Sample code using the PaddleRS training model is curated in this directory. The code provides automatic downloading of sample data, and uses GPU to train the model.
| Sample code path | Task | Model |
|---|---|---|
| change_detection/bit.py | Change Detection | BIT |
| change_detection/cdnet.py | Change Detection | CDNet |
| change_detection/changeformer.py | Change Detection | ChangeFormer |
| change_detection/dsamnet.py | Change Detection | DSAMNet |
| change_detection/dsifn.py | Change Detection | DSIFN |
| change_detection/fc_ef.py | Change Detection | FC-EF |
| change_detection/fc_siam_conc.py | Change Detection | FC-Siam-conc |
| change_detection/fc_siam_diff.py | Change Detection | FC-Siam-diff |
| change_detection/fccdn.py | Change Detection | FCCDN |
| change_detection/p2v.py | Change Detection | P2V-CD |
| change_detection/snunet.py | Change Detection | SNUNet |
| change_detection/stanet.py | Change Detection | STANet |
| classification/condensenetv2.py | Scene Classification | CondenseNet V2 |
| classification/hrnet.py | Scene Classification | HRNet |
| classification/mobilenetv3.py | Scene Classification | MobileNetV3 |
| classification/resnet50_vd.py | Scene Classification | ResNet50-vd |
| image_restoration/drn.py | Image Restoration | DRN |
| image_restoration/esrgan.py | Image Restoration | ESRGAN |
| image_restoration/lesrcnn.py | Image Restoration | LESRCNN |
| object_detection/faster_rcnn.py | Object Detection | Faster R-CNN |
| object_detection/ppyolo.py | Object Detection | PP-YOLO |
| object_detection/ppyolo_tiny.py | Object Detection | PP-YOLO Tiny |
| object_detection/ppyolov2.py | Object Detection | PP-YOLOv2 |
| object_detection/yolov3.py | Object Detection | YOLOv3 |
| semantic_segmentation/bisenetv2.py | Image Segmentation | BiSeNet V2 |
| semantic_segmentation/deeplabv3p.py | Image Segmentation | DeepLab V3+ |
| semantic_segmentation/factseg.py | Image Segmentation | FactSeg |
| semantic_segmentation/farseg.py | Image Segmentation | FarSeg |
| semantic_segmentation/fast_scnn.py | Image Segmentation | Fast-SCNN |
| semantic_segmentation/hrnet.py | Image Segmentation | HRNet |
| semantic_segmentation/unet.py | Image Segmentation | UNet |
PaddleRS installation
The PaddleRS code will be updated as the development progresses.
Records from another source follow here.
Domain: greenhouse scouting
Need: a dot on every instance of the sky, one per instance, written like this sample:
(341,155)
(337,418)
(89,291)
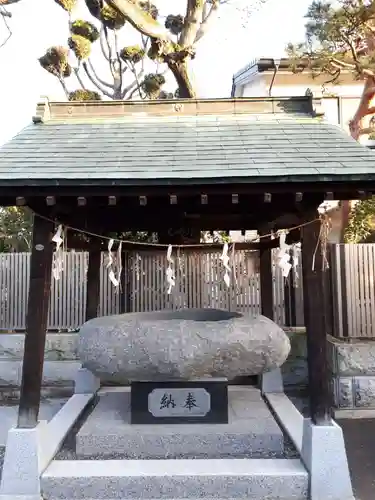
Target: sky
(231,44)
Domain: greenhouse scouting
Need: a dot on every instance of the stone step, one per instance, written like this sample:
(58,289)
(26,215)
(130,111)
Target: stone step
(252,429)
(225,479)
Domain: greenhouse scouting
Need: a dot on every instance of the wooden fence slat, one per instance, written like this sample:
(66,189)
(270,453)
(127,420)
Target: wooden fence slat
(199,283)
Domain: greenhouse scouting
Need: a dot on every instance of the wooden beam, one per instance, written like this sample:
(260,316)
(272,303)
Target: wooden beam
(266,279)
(93,281)
(267,197)
(50,201)
(315,297)
(204,199)
(290,297)
(20,201)
(36,323)
(81,201)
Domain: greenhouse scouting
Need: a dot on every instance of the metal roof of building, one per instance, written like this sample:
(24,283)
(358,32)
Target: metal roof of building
(158,144)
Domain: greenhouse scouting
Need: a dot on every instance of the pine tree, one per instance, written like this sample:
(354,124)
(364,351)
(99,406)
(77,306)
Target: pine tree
(169,42)
(340,36)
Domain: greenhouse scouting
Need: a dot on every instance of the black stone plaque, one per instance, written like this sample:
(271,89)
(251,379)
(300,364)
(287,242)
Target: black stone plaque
(176,402)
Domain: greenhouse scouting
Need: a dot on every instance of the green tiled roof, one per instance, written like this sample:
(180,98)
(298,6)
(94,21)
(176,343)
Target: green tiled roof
(142,149)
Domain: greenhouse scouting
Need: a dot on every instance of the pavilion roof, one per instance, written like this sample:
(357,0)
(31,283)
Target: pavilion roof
(263,140)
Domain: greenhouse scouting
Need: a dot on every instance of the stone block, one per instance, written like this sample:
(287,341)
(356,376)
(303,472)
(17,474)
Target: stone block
(356,358)
(23,462)
(225,479)
(364,392)
(252,430)
(181,345)
(86,382)
(324,455)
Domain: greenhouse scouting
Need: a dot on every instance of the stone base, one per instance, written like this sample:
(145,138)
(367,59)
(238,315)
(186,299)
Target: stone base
(251,479)
(251,431)
(324,455)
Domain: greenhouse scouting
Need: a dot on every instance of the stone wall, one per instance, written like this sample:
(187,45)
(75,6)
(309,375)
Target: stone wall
(353,373)
(61,363)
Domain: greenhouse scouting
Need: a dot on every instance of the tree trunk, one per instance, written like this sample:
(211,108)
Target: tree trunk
(364,109)
(179,70)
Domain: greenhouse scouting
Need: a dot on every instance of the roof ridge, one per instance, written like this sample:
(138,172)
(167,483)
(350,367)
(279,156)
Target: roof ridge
(43,111)
(50,110)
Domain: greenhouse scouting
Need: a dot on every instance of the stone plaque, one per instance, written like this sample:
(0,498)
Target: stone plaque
(179,402)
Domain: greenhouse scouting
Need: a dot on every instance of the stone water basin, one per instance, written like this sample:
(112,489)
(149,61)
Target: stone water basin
(181,345)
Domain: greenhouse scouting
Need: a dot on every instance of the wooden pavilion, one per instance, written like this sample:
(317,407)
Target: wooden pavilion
(109,167)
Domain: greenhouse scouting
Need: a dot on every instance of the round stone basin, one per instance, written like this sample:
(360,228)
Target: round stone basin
(181,345)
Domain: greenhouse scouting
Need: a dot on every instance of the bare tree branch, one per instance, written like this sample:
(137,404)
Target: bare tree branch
(62,82)
(102,46)
(140,20)
(94,82)
(193,16)
(208,20)
(130,87)
(78,76)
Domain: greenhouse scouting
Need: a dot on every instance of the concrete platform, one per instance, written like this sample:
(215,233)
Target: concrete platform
(251,430)
(272,479)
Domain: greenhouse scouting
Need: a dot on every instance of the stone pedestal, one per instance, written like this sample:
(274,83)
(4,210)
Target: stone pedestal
(251,431)
(353,377)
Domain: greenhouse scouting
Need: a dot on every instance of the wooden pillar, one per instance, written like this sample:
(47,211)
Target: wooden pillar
(266,281)
(36,323)
(290,298)
(315,307)
(93,282)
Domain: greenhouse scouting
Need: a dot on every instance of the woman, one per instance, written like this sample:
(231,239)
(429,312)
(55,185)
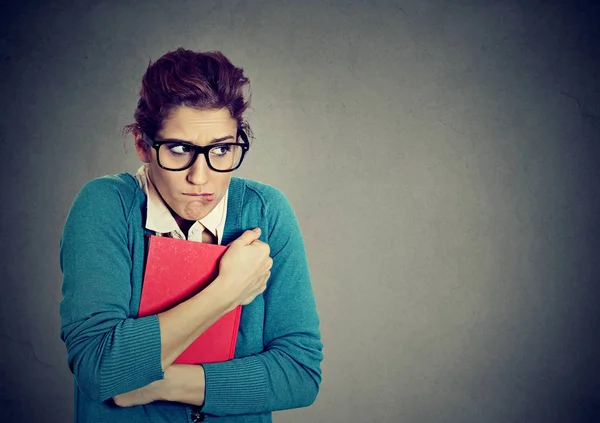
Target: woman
(190,134)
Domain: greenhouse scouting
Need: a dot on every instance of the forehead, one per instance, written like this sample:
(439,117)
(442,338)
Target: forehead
(201,126)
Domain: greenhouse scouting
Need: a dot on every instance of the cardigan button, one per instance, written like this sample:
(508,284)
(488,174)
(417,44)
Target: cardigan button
(197,416)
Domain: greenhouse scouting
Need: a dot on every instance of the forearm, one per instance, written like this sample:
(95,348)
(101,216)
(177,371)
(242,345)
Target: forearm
(184,383)
(181,325)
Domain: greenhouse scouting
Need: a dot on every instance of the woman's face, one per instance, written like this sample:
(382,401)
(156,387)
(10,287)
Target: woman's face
(192,193)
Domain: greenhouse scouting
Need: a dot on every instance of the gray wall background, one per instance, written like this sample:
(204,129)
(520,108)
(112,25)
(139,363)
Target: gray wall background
(441,158)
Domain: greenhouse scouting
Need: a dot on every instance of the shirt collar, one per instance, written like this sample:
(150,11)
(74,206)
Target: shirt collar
(158,216)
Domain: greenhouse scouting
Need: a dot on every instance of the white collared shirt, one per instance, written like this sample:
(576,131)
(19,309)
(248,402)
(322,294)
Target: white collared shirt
(160,220)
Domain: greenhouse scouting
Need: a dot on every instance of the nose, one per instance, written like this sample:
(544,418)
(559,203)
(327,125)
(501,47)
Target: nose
(199,172)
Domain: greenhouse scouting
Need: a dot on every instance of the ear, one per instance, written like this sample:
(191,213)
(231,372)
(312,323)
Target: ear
(143,150)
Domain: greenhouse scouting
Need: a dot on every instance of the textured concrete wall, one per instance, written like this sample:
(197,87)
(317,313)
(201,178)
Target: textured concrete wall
(441,158)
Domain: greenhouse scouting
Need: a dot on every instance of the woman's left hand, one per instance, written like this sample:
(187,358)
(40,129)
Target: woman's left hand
(182,383)
(141,396)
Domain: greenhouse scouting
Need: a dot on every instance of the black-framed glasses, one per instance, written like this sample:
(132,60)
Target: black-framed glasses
(177,155)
You can install the develop branch to use the latest features as follows:
git clone https://github.com/PaddlePaddle/PaddleRS
cd PaddleRS
git checkout develop
pip install -r requirements.txt
python setup.py install
If the downloading of dependencies is slow or times out when using python setup.py install, you can create setup.cfg in the same directory as setup.py and with the following content, then the download can be accelerated through Tsinghua source:
[easy_install]
index-url=https://pypi.tuna.tsinghua.edu.cn/simple
PaddleRS supports reading of various types of satellite data. To use the full data reading functionality of PaddleRS, you need to install GDAL as follows:
conda is recommended for installation:
conda install gdal
Windows users can download GDAL wheels from this site. Please choose the wheel according to the Python version and the platform. Take GDAL‑3.3.3‑cp39‑cp39‑win_amd64.whl as an example, run the following command to install:
pip install GDAL‑3.3.3‑cp39‑cp39‑win_amd64.whl
Pull from dockerhub:
docker pull paddlepaddle/paddlers:1.0.0
(Optional) Build from scratch. Select the base image for PaddlePaddle by setting PPTAG. You can build the image in a CPU-only environment or in GPU environments.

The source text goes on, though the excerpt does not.